Law firm’s AI agent supporting junior paralegals


Sutton: AI agent doing more than just legal work

A venture capital-backed law firm’s artificial intelligence (AI) agent is handling both legal and non-legal work for its lawyers, its founder has said – like creating files, drawing up ‘to do’ lists and drafting emails,

James Sutton, chief executive of Avantia Law, said “one of the biggest wins” from AI was that it made training “much faster” by giving paralegals “access to information at the right time.”

Mr Sutton said Avantia, an alternative business structure which specialises in work for the asset management industry, had developed an AI agent that acted as a “co-pilot or junior paralegal” and “looked like a chatbot”.

He said the agent did have a name, which would be revealed when it is formally launched next month.

The advantage of an AI agent was that it could do “more than just legal work” such as creating a contract, reviewing a document or searching precedents.

The agent could deal with “workflow tasks” like creating new files, drafting emails or preparing a ‘to do’ list for a lawyer.

Mr Sutton, who qualified as a solicitor at Slaughter and May before working as general counsel at Sculptor Capital Management, founded Avantia in 2019.

He said the ABS, based in London, had around 80 staff, two-thirds of whom were legal professionals. It is funded by Smedvig VC and Hoxton Ventures, both based in London, together with Ace Cap, based in Seattle. All three are shareholders.

“We are not required to raise more funding, but we will always look at funding opportunities.”

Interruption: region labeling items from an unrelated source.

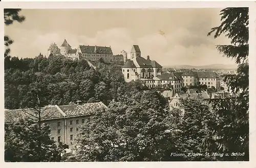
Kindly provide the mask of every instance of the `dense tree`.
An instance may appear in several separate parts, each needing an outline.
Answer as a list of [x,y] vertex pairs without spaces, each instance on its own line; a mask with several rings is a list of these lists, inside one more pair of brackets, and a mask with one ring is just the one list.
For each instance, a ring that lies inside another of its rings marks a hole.
[[[16,21],[18,22],[22,22],[25,20],[25,17],[19,15],[19,12],[22,10],[20,9],[4,9],[4,18],[5,19],[5,25],[9,26],[12,25],[14,21]],[[8,56],[11,50],[9,45],[12,44],[14,41],[8,36],[5,35],[5,45],[7,49],[5,52],[5,58]]]
[[108,109],[96,110],[74,140],[76,159],[170,160],[170,152],[176,151],[176,136],[171,115],[164,110],[166,106],[161,95],[148,91],[135,94],[128,101],[111,103]]
[[[224,34],[231,40],[230,45],[218,45],[217,47],[223,56],[233,58],[238,64],[237,75],[225,76],[235,97],[210,101],[217,121],[205,122],[204,149],[210,152],[229,153],[229,156],[217,158],[219,160],[248,160],[248,8],[225,8],[220,15],[222,22],[212,28],[208,35],[215,32],[214,37],[217,38]],[[231,152],[244,152],[244,155],[231,156]]]
[[[206,130],[202,122],[214,122],[215,113],[210,111],[206,102],[199,99],[182,99],[180,104],[180,107],[185,112],[183,115],[181,115],[180,122],[177,124],[177,129],[180,131],[178,132],[176,143],[178,146],[179,151],[187,154],[183,158],[184,160],[212,160],[212,156],[205,156],[205,151],[201,150],[203,137],[206,134]],[[193,156],[189,155],[189,153],[203,155]]]
[[[50,139],[49,127],[20,120],[5,129],[5,161],[7,162],[59,161],[55,142]],[[40,142],[40,149],[38,148]]]

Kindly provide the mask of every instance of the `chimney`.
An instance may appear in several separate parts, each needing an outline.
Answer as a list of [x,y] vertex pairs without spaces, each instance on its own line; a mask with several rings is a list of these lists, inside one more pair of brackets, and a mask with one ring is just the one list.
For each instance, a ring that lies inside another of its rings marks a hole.
[[82,101],[81,101],[80,100],[78,100],[76,101],[76,104],[81,104],[81,102],[82,102]]

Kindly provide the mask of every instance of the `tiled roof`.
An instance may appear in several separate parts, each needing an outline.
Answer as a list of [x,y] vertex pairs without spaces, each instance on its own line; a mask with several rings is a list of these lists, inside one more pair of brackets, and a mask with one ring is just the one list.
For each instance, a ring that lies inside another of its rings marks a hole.
[[197,73],[193,72],[192,70],[189,70],[188,72],[185,71],[182,74],[183,76],[196,76]]
[[199,97],[197,93],[188,94],[188,96],[187,95],[187,93],[182,93],[180,95],[180,98],[183,99],[186,99],[189,98],[189,99],[198,99]]
[[127,60],[123,65],[123,68],[136,68],[136,66],[132,60]]
[[[5,110],[5,123],[11,123],[17,119],[36,119],[38,113],[33,109],[24,109],[16,110]],[[50,119],[63,117],[62,113],[58,111],[56,106],[48,106],[43,108],[41,111],[42,120]]]
[[179,77],[181,77],[182,74],[183,74],[183,73],[174,72],[174,75],[175,75],[177,76],[179,76]]
[[132,60],[134,62],[137,62],[140,67],[152,67],[151,62],[142,57],[136,57]]
[[210,99],[210,97],[206,93],[202,92],[201,95],[204,99]]
[[215,72],[197,72],[198,78],[217,78],[218,75]]
[[150,61],[151,61],[151,63],[153,67],[162,67],[162,66],[156,61],[150,60]]
[[139,47],[139,45],[133,45],[133,47],[134,47],[134,49],[135,50],[135,52],[136,53],[140,53],[140,47]]
[[82,53],[113,54],[112,50],[109,46],[79,45],[79,47]]
[[71,49],[69,51],[68,54],[76,54],[77,51],[77,49]]
[[[41,116],[42,120],[49,120],[64,117],[72,117],[78,115],[86,115],[92,110],[107,107],[102,102],[86,103],[81,105],[69,105],[65,106],[47,106],[43,108]],[[16,110],[5,110],[5,123],[12,123],[19,118],[24,119],[36,119],[33,117],[36,112],[33,109]]]
[[89,115],[92,111],[100,108],[105,108],[101,102],[86,103],[81,105],[69,105],[59,106],[59,108],[67,116]]
[[162,80],[176,80],[177,78],[173,73],[164,73],[160,75],[160,79]]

Mr Sutton said Avantia already has attorneys in the US and would be opening a customer relations and sales hub in New York in the first quarter of next year.

The law firm’s work covered the whole asset management industry, whether it was private equity, credit or real estate.

He said clients were suffering from “tech boredom” and “AI boredom”, with a “huge proliferation” of toolkits that plugged into OpenAI.

“Clients don’t care how the job is done. They just want the job done well and the problem solved for a cost-efficient amount.”

He said the advantage of AI agents was that they could “actually do some of the work” for lawyers, rather than simply being a technology toolkit.

“The reality is about demand and you need a human to look at the work output. You still need people ultimately to review work and interact with the client.

“We are not yet at the point of drafting a perfect contract without human interaction. We will get closer and closer to it.

“Human lawyers can go off and do more interesting work. The human world and regulation are getting more complex. There are plenty of things for lawyers to do. Lawyers do not need to worry about that for the moment.”

Mr Sutton said “one of the biggest wins” from AI, if not the biggest, was that it could make training lawyers much faster. “It’s about access to information at the right time.” This could help paralegals move quickly to being medium-level lawyers.

Instead of a paralegal trying to draft a document and an assistant solicitor rewriting it four times, AI could give the paralegal direct access to clauses previously drafted by lawyers at the firm, “spoon-feeding” the paralegal with the answers.

Mr Sutton added: “Everyone working in legal tech is still just solving problems. The journey is just starting. It is solving the problems that excites me.”